Photographer: Stefani Reynolds/Bloomberg

Senator Joe Manchin (D-WV), arguably one of the most powerful Democrats in the evenly split Senate, told Axios that Democrats will need to try and seek GOP support for any future infrastructure and climate bill before they can get him on-board with it. 

The West Virginia senator’s remarks, made during an interview with Axios, come after Democrats pushed President Joe Biden’s first major piece of legislation on party lines, through a complicated process known as reconciliation. A bill passed through reconciliation cannot be filibustered, and can pass with a simple majority in the Senate. 

“I am not going to get on a bill that cuts them out completely before we start trying,” Manchin, the Senate Energy Committee chairman, told Axios. The West Virginia senator said that it was possible his approach could be wrong, but noted that he believes ten Republicans would be willing to vote on an infrastructure bill if Democrats were to “do it right.”

“I’m just saying, 50/50 gives you an absolute opportunity to make the place work,” he added.

Manchin, who represents a state that voted heavily for former President Donald Trump in 2020, joined all 49 other Senate Democrats over the weekend to pass Biden’s $1.9 trillion stimulus plan. The bill, which will require House approval following changes, received opposition from two Democrats when it passed in the House of Representatives for the first time, and no Republican support in either chamber of the legislature. 

Congressman Jared Golden (D-ME), who voted against the original bill in the House, told The Hill: “I think that we also have to accept the fact that we are going to have to work with the Republican Party and that is the mandate that was delivered by voters across 50 states. And there’s only so many times you can do budget reconciliation.”
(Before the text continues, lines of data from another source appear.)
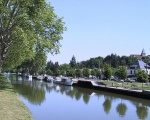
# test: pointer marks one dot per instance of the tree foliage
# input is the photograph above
(78, 73)
(121, 72)
(73, 63)
(141, 75)
(86, 72)
(107, 71)
(27, 27)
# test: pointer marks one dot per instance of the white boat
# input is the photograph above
(66, 81)
(29, 77)
(48, 79)
(57, 80)
(39, 77)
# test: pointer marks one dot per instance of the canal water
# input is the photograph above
(48, 101)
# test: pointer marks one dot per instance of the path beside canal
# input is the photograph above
(11, 106)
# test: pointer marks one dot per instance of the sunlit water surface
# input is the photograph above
(48, 101)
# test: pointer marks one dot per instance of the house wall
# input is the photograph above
(132, 71)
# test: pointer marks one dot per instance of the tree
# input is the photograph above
(86, 72)
(49, 72)
(121, 109)
(107, 71)
(93, 72)
(141, 75)
(70, 72)
(27, 27)
(78, 73)
(121, 72)
(98, 73)
(73, 63)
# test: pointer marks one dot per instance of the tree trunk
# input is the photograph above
(1, 63)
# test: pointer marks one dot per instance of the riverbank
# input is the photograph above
(11, 106)
(144, 94)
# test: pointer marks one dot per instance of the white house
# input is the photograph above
(138, 65)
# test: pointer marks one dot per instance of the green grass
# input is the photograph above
(133, 86)
(11, 107)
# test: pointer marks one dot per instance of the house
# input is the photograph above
(138, 65)
(139, 56)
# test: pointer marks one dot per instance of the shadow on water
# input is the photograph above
(5, 84)
(34, 92)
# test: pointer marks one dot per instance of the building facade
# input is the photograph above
(138, 65)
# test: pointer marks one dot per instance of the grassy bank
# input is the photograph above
(11, 107)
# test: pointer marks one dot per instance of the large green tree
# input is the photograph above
(141, 75)
(27, 27)
(86, 72)
(107, 71)
(121, 72)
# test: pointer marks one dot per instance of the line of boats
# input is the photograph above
(57, 80)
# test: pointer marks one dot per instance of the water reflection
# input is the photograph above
(121, 109)
(33, 91)
(119, 106)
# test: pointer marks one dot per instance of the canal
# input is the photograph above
(48, 101)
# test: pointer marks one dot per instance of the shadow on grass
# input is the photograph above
(5, 84)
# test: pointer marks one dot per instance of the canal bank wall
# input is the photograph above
(94, 85)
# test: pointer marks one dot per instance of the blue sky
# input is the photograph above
(101, 27)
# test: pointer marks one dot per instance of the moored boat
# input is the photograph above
(66, 81)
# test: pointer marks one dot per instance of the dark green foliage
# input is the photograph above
(86, 72)
(73, 63)
(78, 73)
(121, 72)
(141, 76)
(107, 71)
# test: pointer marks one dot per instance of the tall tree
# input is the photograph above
(107, 71)
(141, 75)
(73, 63)
(27, 27)
(86, 72)
(78, 73)
(121, 72)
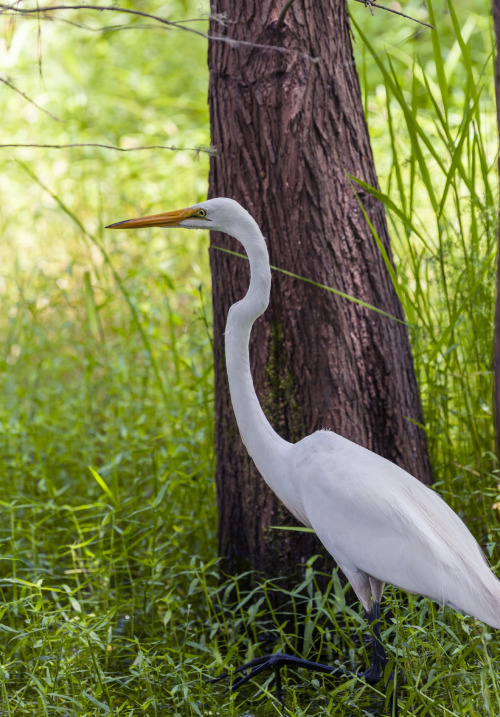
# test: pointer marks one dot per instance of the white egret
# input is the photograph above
(380, 524)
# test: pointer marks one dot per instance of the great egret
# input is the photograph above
(380, 524)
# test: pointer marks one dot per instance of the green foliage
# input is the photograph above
(112, 602)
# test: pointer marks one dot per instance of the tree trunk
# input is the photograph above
(287, 133)
(496, 18)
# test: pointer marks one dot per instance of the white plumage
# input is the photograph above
(380, 524)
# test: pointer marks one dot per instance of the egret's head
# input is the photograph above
(216, 214)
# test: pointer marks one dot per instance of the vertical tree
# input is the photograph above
(496, 19)
(288, 132)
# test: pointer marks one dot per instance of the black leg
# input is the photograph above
(275, 662)
(379, 658)
(278, 660)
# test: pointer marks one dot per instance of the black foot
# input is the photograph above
(275, 662)
(372, 674)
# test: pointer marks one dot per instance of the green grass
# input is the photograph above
(112, 601)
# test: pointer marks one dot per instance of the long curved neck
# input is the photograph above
(264, 445)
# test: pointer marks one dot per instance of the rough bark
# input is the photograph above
(287, 133)
(496, 18)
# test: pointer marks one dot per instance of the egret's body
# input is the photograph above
(380, 524)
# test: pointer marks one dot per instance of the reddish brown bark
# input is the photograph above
(287, 133)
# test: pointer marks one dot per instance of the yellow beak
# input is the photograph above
(167, 219)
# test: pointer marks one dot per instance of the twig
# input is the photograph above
(42, 10)
(371, 4)
(28, 99)
(207, 150)
(283, 13)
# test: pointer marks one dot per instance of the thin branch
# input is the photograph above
(28, 99)
(45, 10)
(207, 150)
(371, 4)
(283, 13)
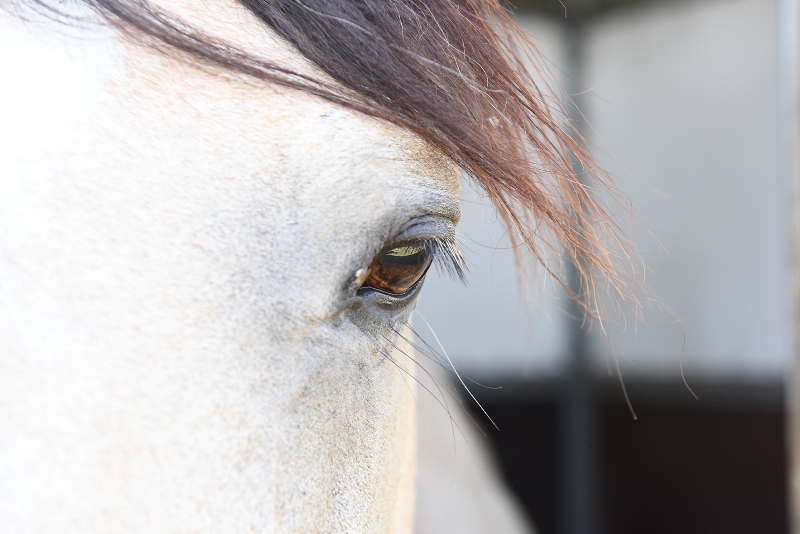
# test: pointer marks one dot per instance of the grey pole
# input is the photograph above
(788, 108)
(577, 418)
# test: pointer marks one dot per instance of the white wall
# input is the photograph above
(684, 106)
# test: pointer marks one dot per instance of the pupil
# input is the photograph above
(399, 269)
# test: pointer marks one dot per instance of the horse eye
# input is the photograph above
(397, 270)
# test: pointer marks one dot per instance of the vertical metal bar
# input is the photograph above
(788, 153)
(578, 494)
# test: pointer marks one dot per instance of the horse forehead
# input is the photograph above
(371, 142)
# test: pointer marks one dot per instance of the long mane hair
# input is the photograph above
(457, 73)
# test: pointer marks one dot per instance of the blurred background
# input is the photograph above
(687, 105)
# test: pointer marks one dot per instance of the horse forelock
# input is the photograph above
(457, 74)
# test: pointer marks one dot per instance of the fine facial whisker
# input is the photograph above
(456, 370)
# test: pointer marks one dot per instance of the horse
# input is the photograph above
(216, 220)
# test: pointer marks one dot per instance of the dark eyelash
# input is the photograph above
(447, 256)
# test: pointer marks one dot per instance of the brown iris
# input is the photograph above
(397, 270)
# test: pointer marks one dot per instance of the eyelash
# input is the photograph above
(447, 256)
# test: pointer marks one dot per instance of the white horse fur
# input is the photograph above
(178, 348)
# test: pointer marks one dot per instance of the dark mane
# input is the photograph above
(456, 73)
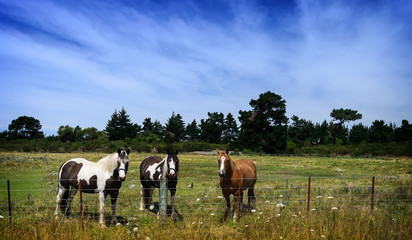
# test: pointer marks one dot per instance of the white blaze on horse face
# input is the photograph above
(152, 170)
(222, 165)
(122, 170)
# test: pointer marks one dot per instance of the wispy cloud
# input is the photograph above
(74, 64)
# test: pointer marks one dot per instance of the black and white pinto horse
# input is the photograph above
(151, 172)
(104, 177)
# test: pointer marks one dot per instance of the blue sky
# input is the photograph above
(75, 62)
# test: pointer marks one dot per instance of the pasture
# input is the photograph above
(340, 200)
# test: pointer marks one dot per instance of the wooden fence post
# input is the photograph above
(308, 206)
(163, 194)
(373, 192)
(8, 194)
(81, 204)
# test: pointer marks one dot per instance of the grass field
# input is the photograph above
(340, 203)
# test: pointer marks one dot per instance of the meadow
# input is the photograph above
(340, 200)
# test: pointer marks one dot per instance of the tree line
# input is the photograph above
(263, 129)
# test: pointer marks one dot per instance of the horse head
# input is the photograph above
(123, 163)
(224, 162)
(172, 164)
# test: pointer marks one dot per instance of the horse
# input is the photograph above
(151, 172)
(104, 177)
(235, 177)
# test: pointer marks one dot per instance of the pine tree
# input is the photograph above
(119, 127)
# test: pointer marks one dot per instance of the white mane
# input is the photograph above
(108, 163)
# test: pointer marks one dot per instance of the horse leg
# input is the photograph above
(150, 191)
(102, 198)
(72, 193)
(142, 198)
(227, 209)
(251, 198)
(114, 199)
(61, 199)
(172, 196)
(238, 197)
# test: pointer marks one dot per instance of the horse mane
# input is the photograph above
(233, 164)
(108, 163)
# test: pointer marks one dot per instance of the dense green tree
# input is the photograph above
(66, 134)
(120, 127)
(91, 133)
(192, 131)
(25, 127)
(175, 129)
(301, 131)
(404, 133)
(264, 128)
(340, 116)
(211, 128)
(381, 132)
(358, 134)
(230, 129)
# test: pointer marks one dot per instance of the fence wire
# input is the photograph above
(204, 196)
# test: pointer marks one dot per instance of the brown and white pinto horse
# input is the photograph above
(236, 176)
(104, 177)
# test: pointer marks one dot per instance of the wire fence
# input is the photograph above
(35, 199)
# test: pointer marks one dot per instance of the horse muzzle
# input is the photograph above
(122, 174)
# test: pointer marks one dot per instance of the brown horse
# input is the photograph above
(236, 176)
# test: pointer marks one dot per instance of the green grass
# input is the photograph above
(283, 180)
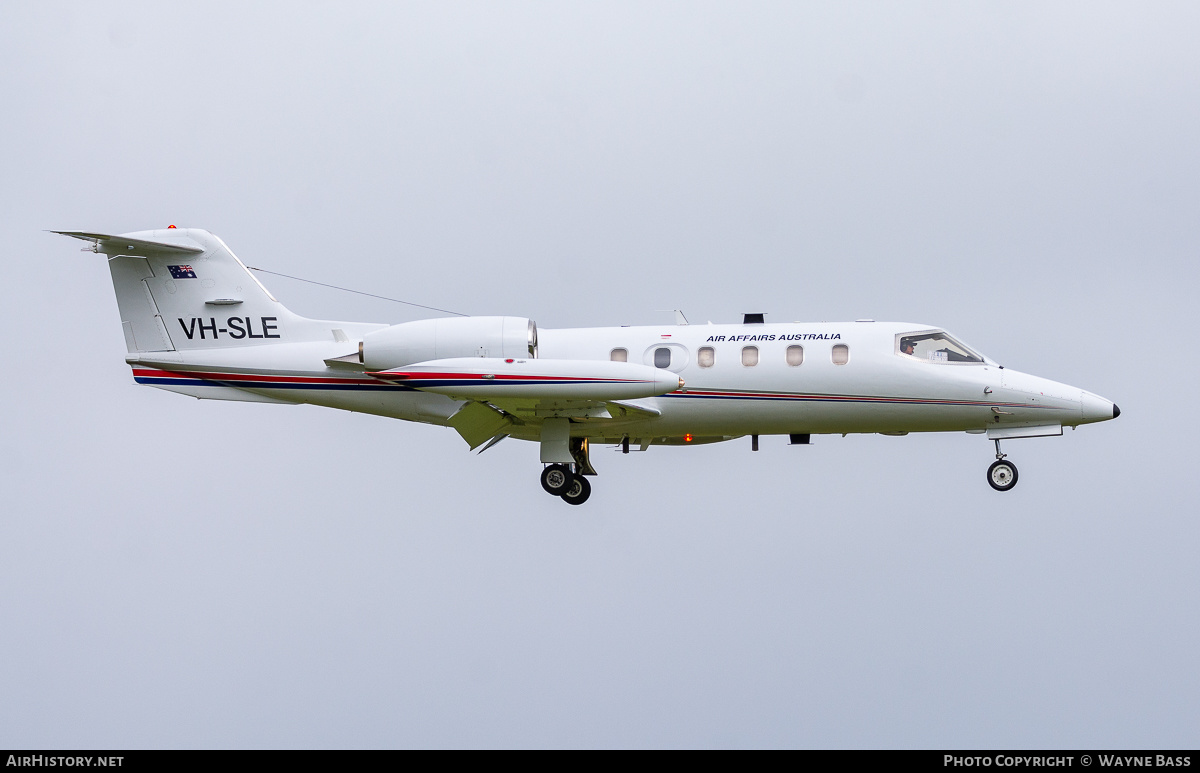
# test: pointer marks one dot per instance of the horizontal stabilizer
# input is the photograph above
(109, 244)
(495, 378)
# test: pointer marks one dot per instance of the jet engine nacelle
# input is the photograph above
(449, 337)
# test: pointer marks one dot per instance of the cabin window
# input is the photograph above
(935, 346)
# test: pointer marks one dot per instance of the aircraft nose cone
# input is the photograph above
(1096, 408)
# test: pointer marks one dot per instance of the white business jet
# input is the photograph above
(197, 322)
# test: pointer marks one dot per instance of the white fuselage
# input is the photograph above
(875, 389)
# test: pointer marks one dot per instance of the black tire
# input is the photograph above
(1002, 475)
(579, 491)
(556, 479)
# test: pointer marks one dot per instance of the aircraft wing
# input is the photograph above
(505, 391)
(111, 244)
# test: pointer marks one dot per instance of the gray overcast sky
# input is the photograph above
(177, 573)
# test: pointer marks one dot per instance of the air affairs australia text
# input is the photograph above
(786, 336)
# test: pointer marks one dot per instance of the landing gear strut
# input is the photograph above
(1002, 473)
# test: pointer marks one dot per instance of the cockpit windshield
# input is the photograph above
(935, 346)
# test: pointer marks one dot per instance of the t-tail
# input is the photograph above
(183, 288)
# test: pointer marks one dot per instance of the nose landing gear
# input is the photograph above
(557, 479)
(1002, 473)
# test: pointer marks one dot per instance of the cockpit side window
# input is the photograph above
(935, 346)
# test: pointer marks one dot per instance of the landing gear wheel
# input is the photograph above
(556, 479)
(579, 491)
(1002, 475)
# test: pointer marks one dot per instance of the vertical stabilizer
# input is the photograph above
(183, 288)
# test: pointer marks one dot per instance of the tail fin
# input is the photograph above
(183, 288)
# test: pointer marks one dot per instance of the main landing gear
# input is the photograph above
(558, 480)
(1002, 473)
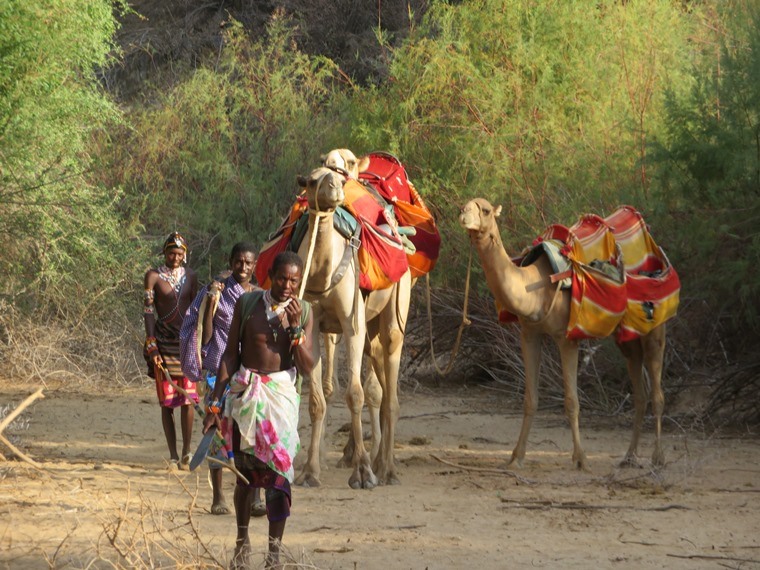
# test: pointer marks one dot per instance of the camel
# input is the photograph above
(340, 307)
(543, 309)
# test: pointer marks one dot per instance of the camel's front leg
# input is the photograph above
(362, 476)
(388, 353)
(654, 356)
(373, 395)
(530, 344)
(633, 353)
(568, 351)
(328, 370)
(309, 476)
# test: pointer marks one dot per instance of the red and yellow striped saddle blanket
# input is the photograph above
(621, 280)
(381, 254)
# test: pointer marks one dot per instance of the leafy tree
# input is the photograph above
(711, 165)
(59, 234)
(548, 108)
(217, 157)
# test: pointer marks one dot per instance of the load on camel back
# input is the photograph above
(621, 281)
(383, 216)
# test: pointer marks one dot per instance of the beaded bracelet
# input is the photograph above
(151, 344)
(297, 338)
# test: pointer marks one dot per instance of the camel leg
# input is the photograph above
(362, 476)
(391, 343)
(654, 356)
(390, 360)
(328, 371)
(530, 344)
(309, 476)
(633, 353)
(568, 352)
(373, 394)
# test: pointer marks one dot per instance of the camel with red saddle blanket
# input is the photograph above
(340, 307)
(604, 297)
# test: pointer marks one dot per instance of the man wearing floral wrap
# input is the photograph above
(169, 290)
(268, 345)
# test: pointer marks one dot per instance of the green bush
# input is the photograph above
(217, 157)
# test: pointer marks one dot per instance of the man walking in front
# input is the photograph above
(268, 346)
(203, 340)
(169, 290)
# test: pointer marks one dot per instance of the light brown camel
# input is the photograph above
(528, 293)
(340, 308)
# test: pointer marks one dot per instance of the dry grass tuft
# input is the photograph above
(68, 351)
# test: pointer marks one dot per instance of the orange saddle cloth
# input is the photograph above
(622, 282)
(388, 176)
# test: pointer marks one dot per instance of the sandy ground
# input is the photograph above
(105, 499)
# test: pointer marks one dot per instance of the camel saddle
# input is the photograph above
(621, 281)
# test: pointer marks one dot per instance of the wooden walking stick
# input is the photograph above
(9, 418)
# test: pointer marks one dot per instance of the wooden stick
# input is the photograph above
(229, 466)
(484, 470)
(20, 408)
(711, 557)
(20, 453)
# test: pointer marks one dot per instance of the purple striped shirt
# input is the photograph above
(212, 352)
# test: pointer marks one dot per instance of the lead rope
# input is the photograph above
(313, 241)
(465, 321)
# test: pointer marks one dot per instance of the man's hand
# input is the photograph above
(293, 312)
(211, 421)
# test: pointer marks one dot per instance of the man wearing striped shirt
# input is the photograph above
(204, 338)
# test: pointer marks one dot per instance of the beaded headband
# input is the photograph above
(175, 240)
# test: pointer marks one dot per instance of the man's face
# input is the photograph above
(285, 282)
(242, 265)
(174, 257)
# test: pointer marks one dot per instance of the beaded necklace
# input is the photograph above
(174, 277)
(274, 312)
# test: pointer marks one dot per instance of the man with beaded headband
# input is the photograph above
(169, 291)
(268, 345)
(203, 338)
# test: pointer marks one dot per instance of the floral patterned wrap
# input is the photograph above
(265, 408)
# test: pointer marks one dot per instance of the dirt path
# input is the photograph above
(105, 495)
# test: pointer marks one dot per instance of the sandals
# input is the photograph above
(258, 509)
(184, 465)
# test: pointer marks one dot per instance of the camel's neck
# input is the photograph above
(506, 280)
(324, 257)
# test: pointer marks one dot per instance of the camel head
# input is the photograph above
(478, 217)
(324, 189)
(344, 159)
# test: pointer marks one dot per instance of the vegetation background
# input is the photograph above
(123, 121)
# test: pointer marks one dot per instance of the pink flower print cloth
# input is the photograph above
(265, 407)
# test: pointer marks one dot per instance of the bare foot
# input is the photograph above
(258, 508)
(220, 508)
(241, 558)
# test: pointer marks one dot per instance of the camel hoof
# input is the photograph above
(308, 480)
(357, 482)
(630, 461)
(515, 462)
(344, 461)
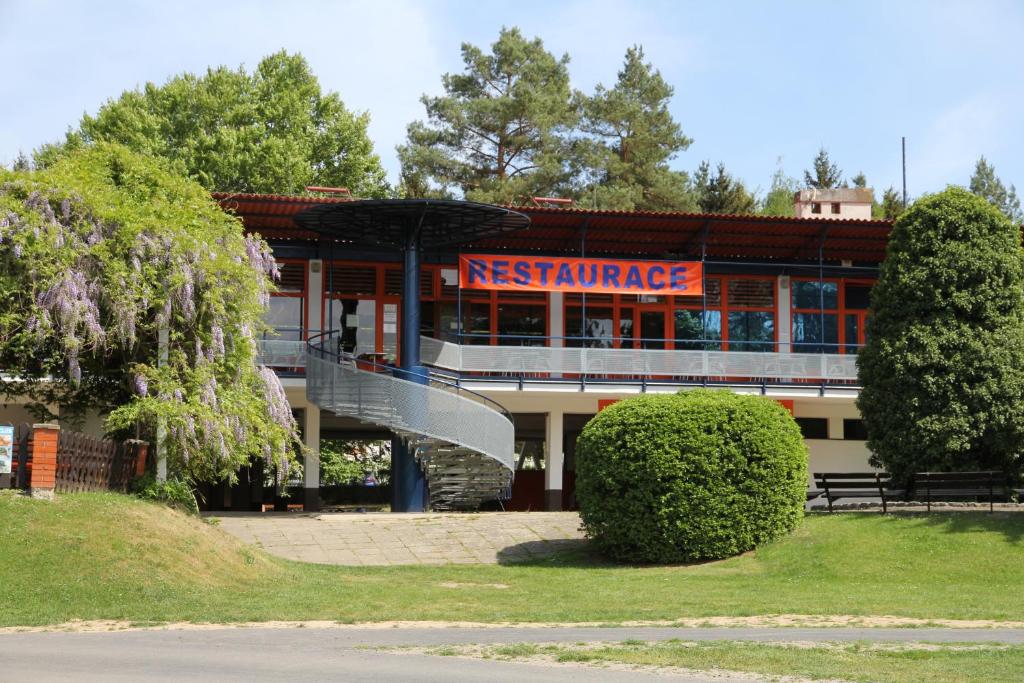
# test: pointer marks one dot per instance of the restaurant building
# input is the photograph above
(526, 328)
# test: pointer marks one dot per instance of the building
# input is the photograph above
(835, 204)
(778, 308)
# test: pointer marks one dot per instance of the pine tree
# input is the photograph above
(720, 193)
(629, 136)
(891, 206)
(986, 184)
(826, 175)
(779, 201)
(499, 132)
(943, 368)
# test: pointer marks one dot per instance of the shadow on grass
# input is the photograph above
(560, 553)
(1010, 524)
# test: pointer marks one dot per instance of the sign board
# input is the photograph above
(588, 275)
(6, 447)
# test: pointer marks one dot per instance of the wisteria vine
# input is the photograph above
(97, 255)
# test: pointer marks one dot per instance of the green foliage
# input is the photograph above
(629, 136)
(269, 131)
(720, 193)
(943, 369)
(824, 174)
(986, 184)
(779, 201)
(98, 253)
(498, 132)
(891, 206)
(347, 462)
(692, 476)
(175, 493)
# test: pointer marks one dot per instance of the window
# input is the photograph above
(517, 323)
(828, 316)
(854, 430)
(597, 333)
(287, 310)
(751, 318)
(813, 427)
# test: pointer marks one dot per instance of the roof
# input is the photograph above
(637, 233)
(390, 223)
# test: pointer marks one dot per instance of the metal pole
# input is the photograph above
(903, 144)
(408, 480)
(583, 296)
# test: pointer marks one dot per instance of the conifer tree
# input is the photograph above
(499, 132)
(629, 136)
(986, 184)
(943, 368)
(719, 193)
(825, 174)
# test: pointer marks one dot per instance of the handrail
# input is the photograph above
(640, 340)
(433, 376)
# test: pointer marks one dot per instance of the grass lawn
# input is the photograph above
(883, 663)
(95, 556)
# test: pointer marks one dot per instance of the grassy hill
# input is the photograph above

The House is expected to pass it again this week, before benefits expire in mid-March. 

Although the Senate managed to pass the stimulus bill through the reconciliation process, the tool cannot be used often and also can’t include all of Democrats’ policy objectives. (For example, Democrats were forced to axe a federal minimum wage hike after the Senate parliamentarian advised that it was not allowed per the Senate rules.) In recent months, progressive Democrats have been advocating to abolish the filibuster, a process that stands in the way of many of the other policy goals Democrats want to achieve. 

But Manchin has repeatedly said he’s unwilling to scrap the filibuster, and recently told a reporter who asked: “Never…Jesus Christ, what don’t you understand about never?”

During the Axios interview, Manchin said that he’d be open to reforming the filibuster to make it more similar to how it operated in the past. These reforms, he suggested, would make the filibuster more time-consuming to use. “Make sure there’s a little bit of pain. Don’t just say we’re not going to vote,” said the West Virginia senator. 

“Some of the rules could be changed a little bit, but not to the point where it’s just a simple majority rules,” added Manchin.